AWS WAFv2 doesn't support Scope-down statement for managed_rule_group_statements

[brandonpalmer]

Community Note

• Please vote on this issue by adding a 👍 reaction to the original issue to help the community and maintainers prioritize this request
• Please do not leave "+1" or other comments that do not add relevant new information or questions, they generate extra noise for issue followers and do not help prioritize the request
• If you are interested in working on this issue or have submitted a pull request, please leave a comment

Terraform CLI and Terraform AWS Provider Version

Terraform v0.14.7 / 0.15.1

Affected Resource(s)

https://registry.terraform.io/providers/hashicorp/aws/latest/docs/resources/wafv2_web_acl For Managed Rules, the Scope-Down is not supported in Terraform. It IS supported in the AWS CLI / AWS SDK

This does work for other rule types (like rate_based_statement statement rules)

Terraform Configuration Files

resource "aws_wafv2_web_acl" "default_alb_rules" {
  name        = "default_alb_waf"
  description = "Default ALB WAF Rules"
  scope       = "REGIONAL"

  default_action {
    allow {}
  }

 rule {
    name     = "AWS-AWSManagedRulesAmazonIpReputationList"
    priority = 1

    override_action {
      count {}
    }
    statement {
      managed_rule_group_statement {
        name        = "AWSManagedRulesAmazonIpReputationList"
        vendor_name = "AWS"

        scope_down_statement {
          geo_match_statement {
            country_codes = ["US", "NL"]
          }
        }
      }
    }
    visibility_config {
      cloudwatch_metrics_enabled = true
      metric_name                = "AWS-AWSManagedRulesBotControlRuleSet"
      sampled_requests_enabled   = true
    }
  }
  visibility_config {
    cloudwatch_metrics_enabled = false
    metric_name                = "default_alb_waf"
    sampled_requests_enabled   = false
  }
}

Debug Output

https://gist.github.com/brandonpalmer/6ac46bc9c028fdca6faee038e67aaf56

Panic Output

Expected Behavior

Scope-down should have been applied to rule.

Throws error

1. terraform apply

Important Factoids

References

• 0000

[rajholla]

There is open PR to address this: https://github.com/hashicorp/terraform-provider-aws/pull/19407

[github-actions[bot]]

This functionality has been released in v3.50.0 of the Terraform AWS Provider. Please see the Terraform documentation on provider versioning or reach out if you need any assistance upgrading.
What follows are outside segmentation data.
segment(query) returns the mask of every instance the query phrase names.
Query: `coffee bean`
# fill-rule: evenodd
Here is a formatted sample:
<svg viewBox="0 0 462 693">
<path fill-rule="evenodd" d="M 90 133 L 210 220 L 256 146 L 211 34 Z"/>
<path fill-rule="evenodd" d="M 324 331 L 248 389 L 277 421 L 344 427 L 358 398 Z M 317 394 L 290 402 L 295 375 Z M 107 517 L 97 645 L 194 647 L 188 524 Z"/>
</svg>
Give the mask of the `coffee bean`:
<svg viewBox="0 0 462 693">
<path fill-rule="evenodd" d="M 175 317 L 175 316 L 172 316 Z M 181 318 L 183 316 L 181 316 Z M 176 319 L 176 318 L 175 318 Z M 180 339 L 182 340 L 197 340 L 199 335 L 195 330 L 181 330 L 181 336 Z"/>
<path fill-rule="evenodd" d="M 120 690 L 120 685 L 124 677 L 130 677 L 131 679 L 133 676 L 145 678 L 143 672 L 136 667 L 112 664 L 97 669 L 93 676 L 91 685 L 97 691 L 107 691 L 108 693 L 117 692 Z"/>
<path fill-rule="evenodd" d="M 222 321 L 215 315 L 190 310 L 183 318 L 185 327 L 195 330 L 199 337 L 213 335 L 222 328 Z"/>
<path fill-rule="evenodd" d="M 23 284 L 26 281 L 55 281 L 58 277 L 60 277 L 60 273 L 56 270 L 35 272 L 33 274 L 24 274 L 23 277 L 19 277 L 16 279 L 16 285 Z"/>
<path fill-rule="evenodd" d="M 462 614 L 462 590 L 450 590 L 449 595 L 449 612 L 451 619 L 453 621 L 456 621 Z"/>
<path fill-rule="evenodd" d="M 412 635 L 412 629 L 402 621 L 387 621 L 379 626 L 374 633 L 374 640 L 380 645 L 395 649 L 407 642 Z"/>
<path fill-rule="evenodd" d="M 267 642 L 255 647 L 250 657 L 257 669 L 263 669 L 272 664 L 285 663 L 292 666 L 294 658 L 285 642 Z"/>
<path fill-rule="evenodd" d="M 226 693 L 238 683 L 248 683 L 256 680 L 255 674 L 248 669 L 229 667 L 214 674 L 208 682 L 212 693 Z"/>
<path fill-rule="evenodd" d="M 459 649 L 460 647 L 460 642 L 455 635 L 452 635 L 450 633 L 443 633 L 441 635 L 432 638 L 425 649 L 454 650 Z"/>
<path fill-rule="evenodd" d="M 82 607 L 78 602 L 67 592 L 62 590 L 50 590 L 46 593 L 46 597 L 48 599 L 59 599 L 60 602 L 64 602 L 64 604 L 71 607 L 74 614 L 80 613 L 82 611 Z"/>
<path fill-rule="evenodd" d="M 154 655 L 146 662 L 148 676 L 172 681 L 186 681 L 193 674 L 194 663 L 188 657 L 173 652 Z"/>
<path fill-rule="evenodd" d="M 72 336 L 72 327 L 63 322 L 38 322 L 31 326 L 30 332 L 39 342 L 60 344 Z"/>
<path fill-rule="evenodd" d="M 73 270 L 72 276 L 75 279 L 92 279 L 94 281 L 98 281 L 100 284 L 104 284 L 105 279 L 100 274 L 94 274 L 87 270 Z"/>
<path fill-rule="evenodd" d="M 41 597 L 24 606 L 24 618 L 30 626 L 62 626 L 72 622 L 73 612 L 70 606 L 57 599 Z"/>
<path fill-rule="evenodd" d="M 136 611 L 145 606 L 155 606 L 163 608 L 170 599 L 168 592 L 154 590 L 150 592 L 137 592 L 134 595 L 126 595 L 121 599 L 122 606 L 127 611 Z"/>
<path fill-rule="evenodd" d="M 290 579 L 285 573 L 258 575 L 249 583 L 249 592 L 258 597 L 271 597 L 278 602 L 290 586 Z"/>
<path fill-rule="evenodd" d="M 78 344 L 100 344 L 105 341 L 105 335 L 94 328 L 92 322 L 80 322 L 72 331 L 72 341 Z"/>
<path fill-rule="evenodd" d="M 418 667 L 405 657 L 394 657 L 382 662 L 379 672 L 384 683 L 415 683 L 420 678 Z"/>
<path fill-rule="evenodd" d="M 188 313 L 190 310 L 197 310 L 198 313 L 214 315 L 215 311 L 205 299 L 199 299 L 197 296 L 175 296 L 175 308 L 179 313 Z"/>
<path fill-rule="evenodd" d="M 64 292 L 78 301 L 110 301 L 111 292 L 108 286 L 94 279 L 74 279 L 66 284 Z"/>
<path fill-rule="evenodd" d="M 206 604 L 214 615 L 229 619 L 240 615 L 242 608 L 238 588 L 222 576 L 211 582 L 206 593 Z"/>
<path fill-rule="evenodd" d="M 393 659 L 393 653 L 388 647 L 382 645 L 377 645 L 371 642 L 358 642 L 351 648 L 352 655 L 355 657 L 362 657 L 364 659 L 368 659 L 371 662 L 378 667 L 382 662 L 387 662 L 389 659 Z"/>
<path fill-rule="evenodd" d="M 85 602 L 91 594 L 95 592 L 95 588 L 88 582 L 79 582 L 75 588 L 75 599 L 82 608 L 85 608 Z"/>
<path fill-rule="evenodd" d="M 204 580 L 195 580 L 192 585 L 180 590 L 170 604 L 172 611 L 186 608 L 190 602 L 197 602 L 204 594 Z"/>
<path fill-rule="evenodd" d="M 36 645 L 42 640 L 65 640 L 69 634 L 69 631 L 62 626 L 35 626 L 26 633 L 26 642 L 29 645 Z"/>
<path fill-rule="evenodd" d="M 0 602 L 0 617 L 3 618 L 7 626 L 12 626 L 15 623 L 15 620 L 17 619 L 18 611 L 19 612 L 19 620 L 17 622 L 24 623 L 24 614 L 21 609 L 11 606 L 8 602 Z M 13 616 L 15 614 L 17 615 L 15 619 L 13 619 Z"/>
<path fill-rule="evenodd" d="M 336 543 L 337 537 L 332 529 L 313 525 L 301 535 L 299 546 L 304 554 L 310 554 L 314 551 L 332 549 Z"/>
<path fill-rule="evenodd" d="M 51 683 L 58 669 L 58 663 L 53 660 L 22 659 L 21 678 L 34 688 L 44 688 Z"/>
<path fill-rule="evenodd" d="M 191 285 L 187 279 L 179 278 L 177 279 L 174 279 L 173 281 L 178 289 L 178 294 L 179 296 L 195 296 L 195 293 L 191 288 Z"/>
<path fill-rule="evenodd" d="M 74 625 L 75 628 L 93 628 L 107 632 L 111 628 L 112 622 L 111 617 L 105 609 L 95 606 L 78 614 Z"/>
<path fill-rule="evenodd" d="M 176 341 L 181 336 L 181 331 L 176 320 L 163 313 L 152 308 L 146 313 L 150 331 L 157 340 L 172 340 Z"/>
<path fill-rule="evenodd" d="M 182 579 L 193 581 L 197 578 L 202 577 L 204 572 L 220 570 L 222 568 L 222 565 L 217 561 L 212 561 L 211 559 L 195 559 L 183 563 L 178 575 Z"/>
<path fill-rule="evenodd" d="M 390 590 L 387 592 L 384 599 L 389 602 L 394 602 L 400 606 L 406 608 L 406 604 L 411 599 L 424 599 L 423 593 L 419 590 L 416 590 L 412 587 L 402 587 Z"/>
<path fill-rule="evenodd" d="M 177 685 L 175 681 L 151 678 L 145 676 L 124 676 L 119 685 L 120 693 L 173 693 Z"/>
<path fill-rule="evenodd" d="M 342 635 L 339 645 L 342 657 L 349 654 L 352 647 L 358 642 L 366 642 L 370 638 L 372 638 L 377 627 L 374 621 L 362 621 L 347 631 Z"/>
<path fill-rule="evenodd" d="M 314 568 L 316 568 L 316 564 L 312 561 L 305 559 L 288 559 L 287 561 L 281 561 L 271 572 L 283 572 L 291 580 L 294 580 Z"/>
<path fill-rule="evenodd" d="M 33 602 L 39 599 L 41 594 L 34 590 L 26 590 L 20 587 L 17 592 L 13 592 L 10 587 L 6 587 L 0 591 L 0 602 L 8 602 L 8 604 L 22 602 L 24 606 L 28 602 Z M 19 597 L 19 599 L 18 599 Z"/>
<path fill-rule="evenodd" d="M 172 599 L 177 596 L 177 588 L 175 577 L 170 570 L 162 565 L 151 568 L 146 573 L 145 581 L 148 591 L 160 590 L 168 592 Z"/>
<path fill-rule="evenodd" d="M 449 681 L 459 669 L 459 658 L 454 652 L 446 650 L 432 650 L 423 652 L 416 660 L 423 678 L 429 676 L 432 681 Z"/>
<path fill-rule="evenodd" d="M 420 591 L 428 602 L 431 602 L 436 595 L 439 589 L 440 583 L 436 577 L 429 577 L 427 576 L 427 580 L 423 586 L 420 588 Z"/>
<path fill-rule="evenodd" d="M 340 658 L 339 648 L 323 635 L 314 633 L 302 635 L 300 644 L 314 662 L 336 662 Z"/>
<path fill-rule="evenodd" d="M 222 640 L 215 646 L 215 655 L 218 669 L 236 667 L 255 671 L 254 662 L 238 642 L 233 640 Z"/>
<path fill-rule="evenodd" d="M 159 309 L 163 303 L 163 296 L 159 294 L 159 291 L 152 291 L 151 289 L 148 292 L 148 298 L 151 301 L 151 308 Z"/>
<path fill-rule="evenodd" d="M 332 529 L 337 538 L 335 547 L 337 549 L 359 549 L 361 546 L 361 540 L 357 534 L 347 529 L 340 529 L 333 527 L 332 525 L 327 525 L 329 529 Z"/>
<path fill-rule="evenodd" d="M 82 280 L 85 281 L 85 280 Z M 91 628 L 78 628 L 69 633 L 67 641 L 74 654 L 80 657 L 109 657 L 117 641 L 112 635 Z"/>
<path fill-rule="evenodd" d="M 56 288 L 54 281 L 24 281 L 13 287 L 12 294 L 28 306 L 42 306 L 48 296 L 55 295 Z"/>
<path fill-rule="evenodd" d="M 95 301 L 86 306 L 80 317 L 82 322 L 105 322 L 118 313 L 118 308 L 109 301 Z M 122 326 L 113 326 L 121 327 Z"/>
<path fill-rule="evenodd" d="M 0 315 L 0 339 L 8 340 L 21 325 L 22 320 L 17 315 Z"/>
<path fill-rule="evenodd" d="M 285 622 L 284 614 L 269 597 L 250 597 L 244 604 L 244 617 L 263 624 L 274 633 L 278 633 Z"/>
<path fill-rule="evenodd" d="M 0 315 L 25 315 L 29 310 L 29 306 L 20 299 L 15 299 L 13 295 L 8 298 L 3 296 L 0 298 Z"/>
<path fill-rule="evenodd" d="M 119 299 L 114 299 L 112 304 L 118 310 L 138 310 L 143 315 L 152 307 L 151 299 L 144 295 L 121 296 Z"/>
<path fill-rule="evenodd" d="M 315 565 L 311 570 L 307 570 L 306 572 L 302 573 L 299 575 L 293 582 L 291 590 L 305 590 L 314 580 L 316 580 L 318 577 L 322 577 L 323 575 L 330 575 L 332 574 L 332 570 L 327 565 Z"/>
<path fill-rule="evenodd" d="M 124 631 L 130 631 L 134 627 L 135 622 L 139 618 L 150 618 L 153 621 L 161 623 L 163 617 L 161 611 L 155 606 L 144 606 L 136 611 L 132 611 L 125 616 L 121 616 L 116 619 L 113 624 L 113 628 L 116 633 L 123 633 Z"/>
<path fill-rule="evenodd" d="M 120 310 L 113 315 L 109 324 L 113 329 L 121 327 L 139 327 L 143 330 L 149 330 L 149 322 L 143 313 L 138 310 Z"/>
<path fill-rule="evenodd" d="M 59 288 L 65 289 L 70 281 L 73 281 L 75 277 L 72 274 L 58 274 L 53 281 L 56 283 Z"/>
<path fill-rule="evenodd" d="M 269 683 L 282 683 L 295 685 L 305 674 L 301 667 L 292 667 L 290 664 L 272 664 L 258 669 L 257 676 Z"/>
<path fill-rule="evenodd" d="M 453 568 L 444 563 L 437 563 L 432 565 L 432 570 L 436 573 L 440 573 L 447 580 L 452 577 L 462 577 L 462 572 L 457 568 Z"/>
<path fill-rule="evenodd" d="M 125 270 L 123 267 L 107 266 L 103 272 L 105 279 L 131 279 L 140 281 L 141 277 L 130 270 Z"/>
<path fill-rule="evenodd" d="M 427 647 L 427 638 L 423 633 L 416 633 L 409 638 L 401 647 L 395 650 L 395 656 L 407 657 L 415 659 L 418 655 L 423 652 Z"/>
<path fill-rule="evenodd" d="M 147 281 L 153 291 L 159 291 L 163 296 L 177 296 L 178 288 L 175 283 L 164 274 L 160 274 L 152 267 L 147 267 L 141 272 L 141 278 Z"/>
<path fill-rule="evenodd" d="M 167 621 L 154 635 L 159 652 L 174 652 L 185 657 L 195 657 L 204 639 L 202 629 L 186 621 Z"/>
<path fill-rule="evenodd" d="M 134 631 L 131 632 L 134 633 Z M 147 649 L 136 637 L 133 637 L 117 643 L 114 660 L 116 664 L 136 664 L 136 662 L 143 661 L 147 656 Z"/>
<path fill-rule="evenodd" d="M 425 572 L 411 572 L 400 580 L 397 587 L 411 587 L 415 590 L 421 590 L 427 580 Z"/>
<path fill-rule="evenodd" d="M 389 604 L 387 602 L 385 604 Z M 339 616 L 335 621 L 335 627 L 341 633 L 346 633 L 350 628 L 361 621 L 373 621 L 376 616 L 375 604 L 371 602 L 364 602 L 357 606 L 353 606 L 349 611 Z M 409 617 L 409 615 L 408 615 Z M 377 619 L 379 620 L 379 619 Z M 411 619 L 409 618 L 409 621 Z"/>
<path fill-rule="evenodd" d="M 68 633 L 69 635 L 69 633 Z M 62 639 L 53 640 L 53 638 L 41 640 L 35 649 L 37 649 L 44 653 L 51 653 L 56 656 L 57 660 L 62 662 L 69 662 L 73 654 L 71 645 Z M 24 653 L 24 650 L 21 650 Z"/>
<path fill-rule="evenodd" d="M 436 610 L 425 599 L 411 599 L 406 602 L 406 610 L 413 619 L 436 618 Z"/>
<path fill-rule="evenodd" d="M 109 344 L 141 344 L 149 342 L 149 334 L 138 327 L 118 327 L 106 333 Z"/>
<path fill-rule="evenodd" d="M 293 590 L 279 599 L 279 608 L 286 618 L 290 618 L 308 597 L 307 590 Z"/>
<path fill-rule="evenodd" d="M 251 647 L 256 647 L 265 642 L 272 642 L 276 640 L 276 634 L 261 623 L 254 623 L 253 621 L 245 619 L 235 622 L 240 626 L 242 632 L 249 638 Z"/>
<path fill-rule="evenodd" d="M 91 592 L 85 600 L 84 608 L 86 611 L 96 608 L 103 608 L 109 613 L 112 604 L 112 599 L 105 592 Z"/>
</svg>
For further feature requests or bug reports with this functionality, please create a new GitHub issue following the template. Thank you!

[github-actions[bot]]

I'm going to lock this issue because it has been closed for 30 days ⏳. This helps our maintainers find and focus on the active issues. If you have found a problem that seems similar to this, please open a new issue and complete the issue template so we can capture all the details necessary to investigate further.